Yet again, mainstream media and financial brokers are going to town on how 'now' is a great time to buy gold. Every year, around the time of Akshaya Tritiya, these marketing pitches centre around gold's apparent great quality of being a 'store of value'. Yet, data shows otherwise; at least if gold exchange traded funds (gold ETFs) and gold funds are considered. These gold based products are down by up to 8% since last Akshaya Tritiya.
The age-old saying about gold is that it never loses value. However, the world has changed ever since those adages were invented. Gold as an asset class is not very different compared to equities.
We analysed gold fund returns for the past 5 years across 5 different Akshaya Tritiyas. The results confirm that it's only during heightened financial crisis that gold does well, and on other times, it sports some paltry returns.
The word 'akshaya' means imperishable or eternal - that which never diminishes. Buying gold is a popular activity on Akshaya Tritiya, as it is the ultimate symbol of wealth and prosperity. This one-day event is considered as a 'Golden Day' for Hindus and Jains who stock up on the yellow metal and tend to organize weddings and other festivities around the day. Most people end up buying gold on this auspicious day, but that has its own pitfalls.
As you consider buying gold on April 29, 2017, do pay attention to the returns of gold funds historically.
If you bought gold funds last Akshaya Tritiya, i.e., May 9, 2016 and held on to it, your gold fund investment is surely in red. The average gold fund return since last time is -5.3%. The worst fund has lost 7.7%, while the best performer has lost over 3%. Over the same time, debt funds have easily given 6% or more, while the best equity funds have gained over 50-60%.

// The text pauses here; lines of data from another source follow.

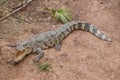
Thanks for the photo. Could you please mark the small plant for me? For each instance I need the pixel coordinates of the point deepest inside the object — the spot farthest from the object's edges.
(63, 15)
(44, 67)
(3, 2)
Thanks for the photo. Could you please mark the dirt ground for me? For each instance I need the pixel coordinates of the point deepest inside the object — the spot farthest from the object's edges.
(82, 57)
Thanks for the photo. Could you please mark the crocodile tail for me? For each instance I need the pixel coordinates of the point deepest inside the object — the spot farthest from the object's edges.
(92, 29)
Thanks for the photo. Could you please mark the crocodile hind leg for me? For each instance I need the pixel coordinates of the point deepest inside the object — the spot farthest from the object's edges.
(58, 44)
(39, 56)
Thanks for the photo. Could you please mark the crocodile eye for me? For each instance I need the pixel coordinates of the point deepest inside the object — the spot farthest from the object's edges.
(19, 53)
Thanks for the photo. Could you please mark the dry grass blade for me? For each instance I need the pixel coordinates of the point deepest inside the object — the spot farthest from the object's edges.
(25, 3)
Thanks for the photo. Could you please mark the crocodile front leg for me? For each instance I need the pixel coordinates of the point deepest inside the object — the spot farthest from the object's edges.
(39, 56)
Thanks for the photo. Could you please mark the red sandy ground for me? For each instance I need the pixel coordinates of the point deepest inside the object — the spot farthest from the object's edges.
(83, 56)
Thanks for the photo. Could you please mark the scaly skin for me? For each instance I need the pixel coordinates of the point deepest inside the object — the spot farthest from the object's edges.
(53, 38)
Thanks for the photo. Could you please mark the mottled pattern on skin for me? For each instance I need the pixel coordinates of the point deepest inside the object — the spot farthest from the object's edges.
(54, 38)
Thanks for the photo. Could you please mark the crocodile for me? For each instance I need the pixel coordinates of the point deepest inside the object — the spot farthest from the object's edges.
(53, 38)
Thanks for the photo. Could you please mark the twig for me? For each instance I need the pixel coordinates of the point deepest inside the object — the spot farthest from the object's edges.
(23, 5)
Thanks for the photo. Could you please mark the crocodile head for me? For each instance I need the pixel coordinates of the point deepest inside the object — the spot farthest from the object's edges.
(23, 49)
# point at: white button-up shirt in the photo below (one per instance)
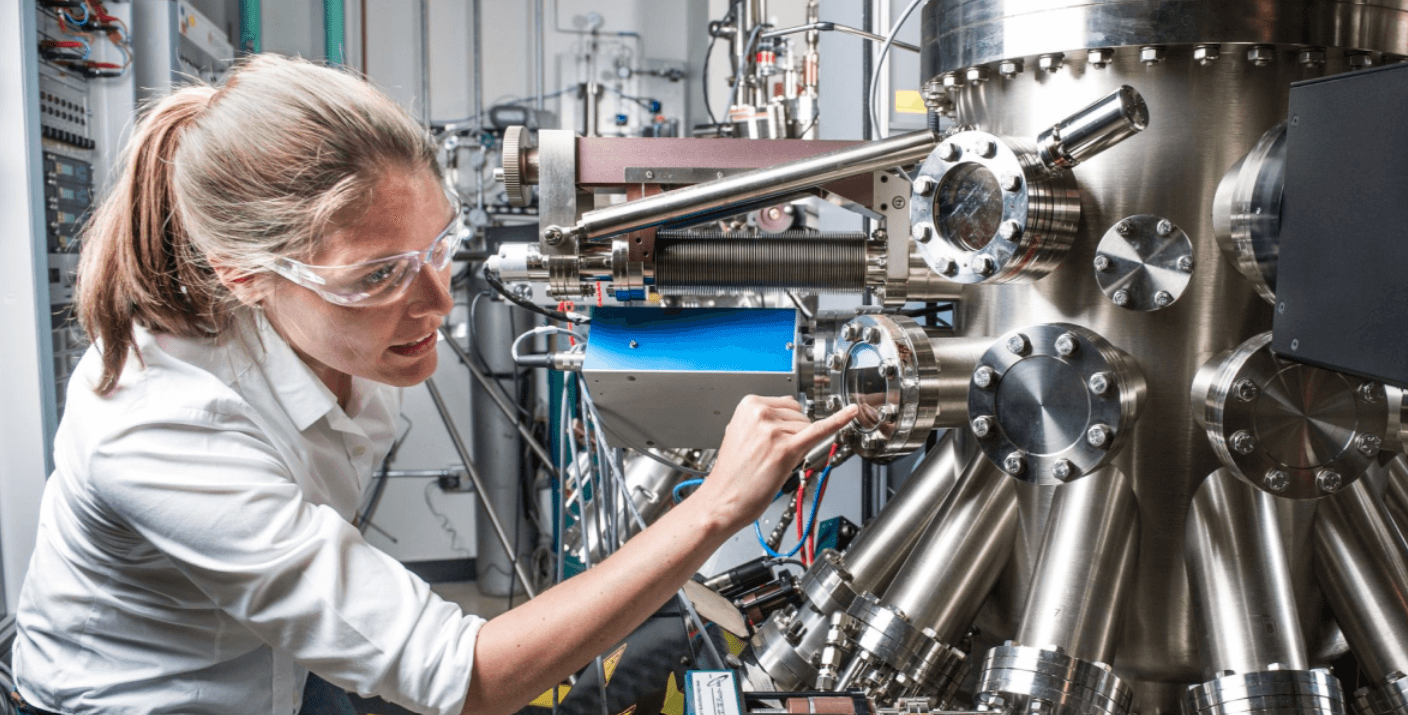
(195, 551)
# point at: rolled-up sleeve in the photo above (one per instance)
(216, 498)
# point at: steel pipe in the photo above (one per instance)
(1241, 579)
(1362, 563)
(751, 186)
(1086, 569)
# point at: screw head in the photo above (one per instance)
(1245, 390)
(1100, 383)
(1018, 344)
(984, 376)
(1100, 437)
(1369, 445)
(983, 427)
(1329, 480)
(1242, 442)
(1014, 463)
(1277, 480)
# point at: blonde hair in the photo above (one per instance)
(237, 175)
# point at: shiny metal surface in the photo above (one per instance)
(1086, 569)
(1053, 403)
(1289, 428)
(1144, 262)
(1362, 562)
(960, 555)
(749, 186)
(1241, 580)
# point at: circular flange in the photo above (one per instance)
(1144, 262)
(986, 210)
(1289, 428)
(884, 365)
(1052, 403)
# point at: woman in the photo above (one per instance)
(269, 268)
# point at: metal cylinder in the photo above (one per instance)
(1241, 580)
(707, 263)
(1086, 569)
(762, 183)
(1362, 563)
(960, 555)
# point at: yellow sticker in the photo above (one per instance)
(611, 662)
(908, 102)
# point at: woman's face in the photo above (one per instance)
(392, 344)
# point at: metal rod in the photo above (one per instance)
(479, 486)
(492, 387)
(1241, 579)
(837, 27)
(755, 185)
(1086, 567)
(1362, 562)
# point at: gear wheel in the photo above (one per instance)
(516, 155)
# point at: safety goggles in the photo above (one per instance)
(380, 280)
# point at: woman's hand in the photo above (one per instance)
(763, 444)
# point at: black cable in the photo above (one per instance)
(555, 314)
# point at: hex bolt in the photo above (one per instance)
(1369, 445)
(983, 427)
(1014, 463)
(1245, 390)
(1311, 58)
(1277, 480)
(1100, 437)
(1100, 383)
(1051, 62)
(1018, 344)
(1329, 480)
(1242, 442)
(1010, 230)
(1260, 55)
(984, 376)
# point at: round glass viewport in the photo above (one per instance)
(968, 207)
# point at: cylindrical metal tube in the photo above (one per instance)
(1105, 123)
(960, 555)
(762, 183)
(1086, 567)
(1362, 563)
(1241, 579)
(880, 548)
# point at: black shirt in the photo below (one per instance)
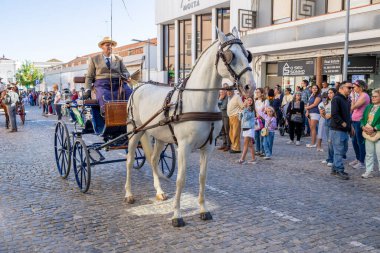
(340, 112)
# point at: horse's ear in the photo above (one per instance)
(235, 32)
(221, 36)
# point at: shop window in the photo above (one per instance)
(357, 3)
(204, 31)
(169, 47)
(281, 11)
(185, 58)
(223, 20)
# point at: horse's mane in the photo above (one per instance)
(204, 52)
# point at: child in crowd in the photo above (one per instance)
(270, 124)
(247, 118)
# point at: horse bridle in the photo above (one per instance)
(227, 56)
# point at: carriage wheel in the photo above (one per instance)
(81, 165)
(139, 158)
(167, 160)
(62, 149)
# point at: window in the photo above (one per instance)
(185, 62)
(169, 47)
(223, 20)
(281, 11)
(204, 32)
(334, 6)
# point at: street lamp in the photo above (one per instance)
(346, 41)
(148, 42)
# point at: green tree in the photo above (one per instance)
(28, 74)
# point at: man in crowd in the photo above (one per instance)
(234, 106)
(11, 103)
(223, 101)
(340, 128)
(305, 95)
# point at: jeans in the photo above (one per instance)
(340, 147)
(358, 142)
(372, 149)
(268, 144)
(295, 127)
(330, 157)
(259, 142)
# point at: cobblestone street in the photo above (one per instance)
(288, 204)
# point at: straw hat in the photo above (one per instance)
(107, 40)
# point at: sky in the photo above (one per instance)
(39, 30)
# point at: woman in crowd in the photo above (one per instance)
(271, 125)
(260, 103)
(313, 115)
(325, 112)
(247, 118)
(370, 124)
(358, 104)
(277, 100)
(295, 118)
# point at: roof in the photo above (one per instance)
(125, 50)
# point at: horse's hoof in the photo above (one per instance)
(161, 197)
(178, 222)
(129, 200)
(206, 216)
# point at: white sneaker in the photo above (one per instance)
(367, 174)
(353, 163)
(359, 166)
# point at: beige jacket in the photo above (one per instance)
(97, 69)
(234, 106)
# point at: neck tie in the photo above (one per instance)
(108, 63)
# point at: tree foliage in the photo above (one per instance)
(28, 74)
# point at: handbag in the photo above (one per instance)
(296, 118)
(373, 137)
(259, 124)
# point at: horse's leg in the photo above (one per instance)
(132, 145)
(204, 157)
(183, 153)
(158, 147)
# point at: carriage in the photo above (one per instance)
(70, 148)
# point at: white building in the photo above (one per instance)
(8, 69)
(283, 35)
(135, 58)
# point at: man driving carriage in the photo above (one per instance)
(104, 69)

If you did buy gold funds on Akshaya Tritiya in 2015, and held them till the same event day on 2016, you would have seen some returns. The best gold fund between 21 April 2015 and May 9 2016 gave a gain of more than 11%, while the worst return was about 7.4%. The average return was close to 10%. But, gold funds are notoriously volatile as our research has shown. There is no stability of returns, nor security of the principal. A good year for investors is almost always followed by a bad one.
Buying gold funds on Akshaya Tritiya on May 2 2014 and then holding them till next Akshaya Tritiya on April 21 2015, would have set you back by an average 7.7%. The worst gold fund during this period fell a whopping 13%, while even the best performer lost over 3.6%. The trend in 2013 and 2012 confirm that gold goes through ups and downs, just like any other asset.
On the occasions, gold funds have managed positive returns but those gains are not impressive (5-10% a year). Gold funds have shed value in 3 out of last 5 instances if you had bought and sold on Akshaya Tritiya.
|Akshaya Tritiya date||Average gold fund return (%) since last time||Highest return (%)||Lowest return (%)|
|* Returns for latest period are till Apr 26, 2017 Source: Value Research|
Instead of gold funds, buying gold bonds could be safer. Dhirendra Kumar says: 'If you do have a strong interest in gold, invest in sovereign gold bonds as they give you the returns of gold and some interest over and above them. Consider equity and debt for your various goals but not gold.'
An investment in sovereign gold bond will give you an assured return of 2.50% per annum. Plus, bonds can be used as collateral for availing loans. There is no recurring annual expense, like in Gold ETFs.